Materials and Methods:
We assessed our primary care network patients ages 40 to 49 years with a PSA measured following implementation of an electronic health record screening algorithm from 2/2/2017–2/21/2018. The multidisciplinary algorithm was developed taking factors including age, race, family history, and PSA into consideration to provide a personalized approach to urology referral to be used with shared decision-making. Outcomes of men with PSA ≥1.5 ng/mL were evaluated through 7/2021. Statistical analyses identified factors associated with PCa detection.

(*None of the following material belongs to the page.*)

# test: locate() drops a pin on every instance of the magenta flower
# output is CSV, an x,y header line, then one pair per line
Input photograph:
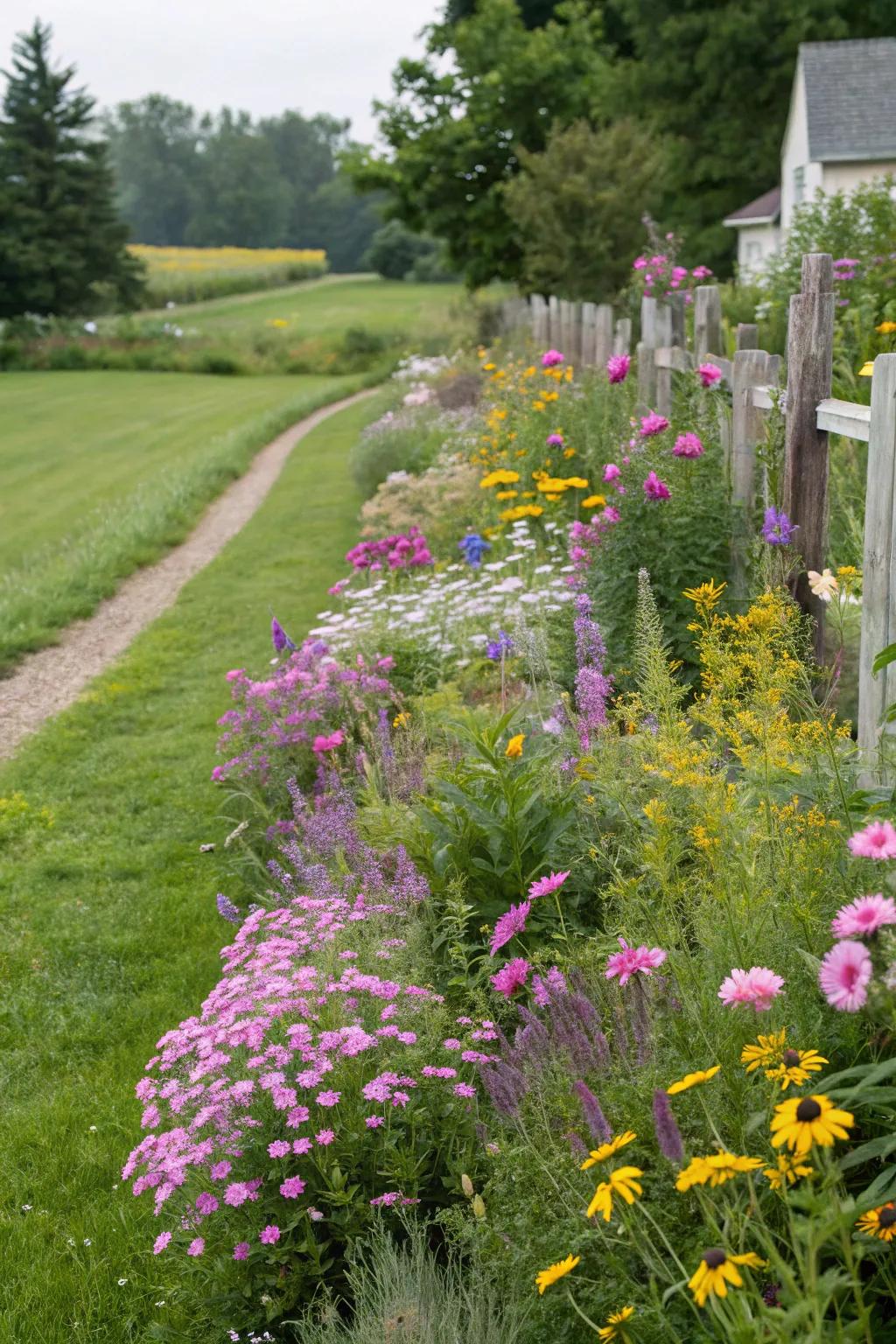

Clinically significant PCa (csPCa) was defined as Gleason Grade Group (GGG) ≥2 or GGG1 with PSA ≥10 ng/mL.
Results:
The study cohort contained 564 patients, with 330 (58.5%) referred to urology for elevated PSA. Forty-nine (8.7%) underwent biopsy; of these, 20 (40.8%) returned with PCa. Eleven (2.0% of total cohort and 55% of PCa diagnoses) had csPCa. Early referral timing (odds ratio [OR], 4.58) and higher PSA (OR, 1.07) were significantly associated with PCa at biopsy on multivariable analysis (both p<0.05), while other risk factors were not. Referred patients had higher mean PSAs (2.97 vs. 1.98, p=0.001).
Conclusions
Preliminary outcomes following implementation of a multidisciplinary screening algorithm identified PCa in a small, important percentage of men in their forties. These results provide insight into baseline PSA measurement to provide early risk stratification and detection of csPCa in patients with otherwise extended life expectancy. Further follow-up is needed to possibly determine the prognostic significance of such mid-life screening and optimize primary care physician-urologist coordination.